Title: Tall Chimneys
Author: Allie Cresswell
Genre: Women’s Fiction
Release Date: December 12, 2017
Considered a troublesome burden, Evelyn Talbot is banished by her family to their remote country house. Tall Chimneys is hidden in a damp and gloomy hollow. It is outmoded and inconvenient but Evelyn is determined to save it from the fate of so many stately homes at the time – abandonment or demolition.
Occasional echoes of tumult in the wider world reach their sequestered backwater – the strident cries of political extremists, a furore of royal scandal, rumblings of the European war machine. But their isolated spot seems largely untouched. At times life is hard – little more than survival. At times it feels enchanted, almost outside of time itself. The woman and the house shore each other up – until love comes calling, threatening to pull them asunder.
Her desertion will spell its demise, but saving Tall Chimneys could mean sacrificing her hope for happiness, even sacrificing herself.
A century later, a distant relative crosses the globe to find the house of his ancestors. What he finds in the strange depression of the moor could change the course of his life forever.
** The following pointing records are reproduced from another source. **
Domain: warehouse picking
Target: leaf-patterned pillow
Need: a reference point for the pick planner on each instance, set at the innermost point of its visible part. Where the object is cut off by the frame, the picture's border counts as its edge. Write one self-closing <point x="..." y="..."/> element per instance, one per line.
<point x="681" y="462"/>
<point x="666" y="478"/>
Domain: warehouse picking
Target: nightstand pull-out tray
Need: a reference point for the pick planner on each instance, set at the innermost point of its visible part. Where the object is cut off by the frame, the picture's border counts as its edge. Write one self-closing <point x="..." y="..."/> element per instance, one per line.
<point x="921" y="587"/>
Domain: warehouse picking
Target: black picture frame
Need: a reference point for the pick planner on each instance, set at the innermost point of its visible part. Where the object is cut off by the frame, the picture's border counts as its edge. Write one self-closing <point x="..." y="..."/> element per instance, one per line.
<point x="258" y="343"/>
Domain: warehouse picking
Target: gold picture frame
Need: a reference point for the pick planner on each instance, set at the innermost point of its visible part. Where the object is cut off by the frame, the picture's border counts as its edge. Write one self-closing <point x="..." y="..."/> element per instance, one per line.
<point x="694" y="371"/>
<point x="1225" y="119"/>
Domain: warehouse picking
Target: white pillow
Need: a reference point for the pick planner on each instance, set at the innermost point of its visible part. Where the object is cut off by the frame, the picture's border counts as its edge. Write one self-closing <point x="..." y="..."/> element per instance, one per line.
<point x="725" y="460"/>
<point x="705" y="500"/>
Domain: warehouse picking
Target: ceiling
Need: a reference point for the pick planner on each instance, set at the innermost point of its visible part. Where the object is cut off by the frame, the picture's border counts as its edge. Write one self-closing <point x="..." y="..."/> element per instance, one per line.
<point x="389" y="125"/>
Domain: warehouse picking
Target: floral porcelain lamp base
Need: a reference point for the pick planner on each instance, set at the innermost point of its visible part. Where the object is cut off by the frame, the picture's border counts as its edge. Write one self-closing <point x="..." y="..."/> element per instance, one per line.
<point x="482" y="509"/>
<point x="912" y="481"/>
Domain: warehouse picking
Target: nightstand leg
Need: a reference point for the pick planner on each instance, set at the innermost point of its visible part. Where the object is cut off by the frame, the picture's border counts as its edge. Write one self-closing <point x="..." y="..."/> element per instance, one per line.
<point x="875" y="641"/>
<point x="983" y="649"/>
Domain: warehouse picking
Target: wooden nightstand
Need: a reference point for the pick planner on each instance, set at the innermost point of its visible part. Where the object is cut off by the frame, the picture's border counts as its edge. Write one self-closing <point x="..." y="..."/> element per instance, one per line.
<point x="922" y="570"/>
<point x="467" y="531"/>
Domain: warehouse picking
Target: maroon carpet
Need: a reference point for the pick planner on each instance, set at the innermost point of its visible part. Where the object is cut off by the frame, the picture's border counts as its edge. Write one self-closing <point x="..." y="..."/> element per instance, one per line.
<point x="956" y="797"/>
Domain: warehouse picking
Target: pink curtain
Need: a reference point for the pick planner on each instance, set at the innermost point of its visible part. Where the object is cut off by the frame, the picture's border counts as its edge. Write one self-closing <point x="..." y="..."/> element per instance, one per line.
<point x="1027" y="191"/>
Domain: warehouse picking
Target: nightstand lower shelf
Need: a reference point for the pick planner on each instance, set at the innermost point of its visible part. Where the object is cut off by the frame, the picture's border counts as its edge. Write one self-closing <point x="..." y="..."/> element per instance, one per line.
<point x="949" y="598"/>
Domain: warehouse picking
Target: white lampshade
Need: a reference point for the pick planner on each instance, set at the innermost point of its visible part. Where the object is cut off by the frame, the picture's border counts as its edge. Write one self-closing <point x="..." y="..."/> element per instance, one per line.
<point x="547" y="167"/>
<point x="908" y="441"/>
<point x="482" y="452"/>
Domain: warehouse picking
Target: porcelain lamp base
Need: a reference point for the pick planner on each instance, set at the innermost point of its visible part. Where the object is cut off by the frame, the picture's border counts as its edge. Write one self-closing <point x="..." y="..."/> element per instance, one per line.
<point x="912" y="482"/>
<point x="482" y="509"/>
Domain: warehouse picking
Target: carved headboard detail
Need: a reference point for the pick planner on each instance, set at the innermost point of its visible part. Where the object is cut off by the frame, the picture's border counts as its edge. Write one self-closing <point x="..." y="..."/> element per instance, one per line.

One woman, one house, one hundred years.
Excerpt
One of the most terrifying experiences a parent can have is when a child goes missing. Imagine the panic, the sheer terror, the mind in over-drive thinking of all the dreadful possibilities. In this extract Awan, aged five, has disappeared somewhere in the gardens and woodlands which surround Tall Chimneys. It is winter, dusk has come early and the search parties are struggling to make progress in the darkness. Some instinct takes Evelyn, Awan’s mother, to a disused Gatehouse which stands at the top of the forested drive.
Lost Child Found
The gatehouse door was never locked, but an accumulation of leaves inside the little portico which sheltered it lay undisturbed. It yielded at my push. The scullery was dark and full of cobwebs; they caught stickily to my hair as I passed. I put my hand in the sink – it was dry – there was no indication anyone had been there for a drink of water. In the main room dust lay over the table – I wiped my hand across the old, scarred surface and it came away furred. The clock which we kept on the mantel was silent – long unwound. The air was chill and un-breathed. I stood for a long time drawing it into my panicked chest, deriving some unnamed comfort from it, as I always had done. The safe embrace of the walls around me, the familiar furniture and little bits of domestic paraphernalia which I could see in my mind’s eye as clear as if it was bright morning, gave me succour. I fell into the chair by the cold fire, the same chair where I had collapsed with Awan in my arms when she was less than an hour old. I needed John, needed him more than I had ever needed him before and, heaven knew, my need of him on those other occasions had been dire enough. My soul sent out a sort of cry – I don’t think I voiced it – it was more spiritual than a mere shout.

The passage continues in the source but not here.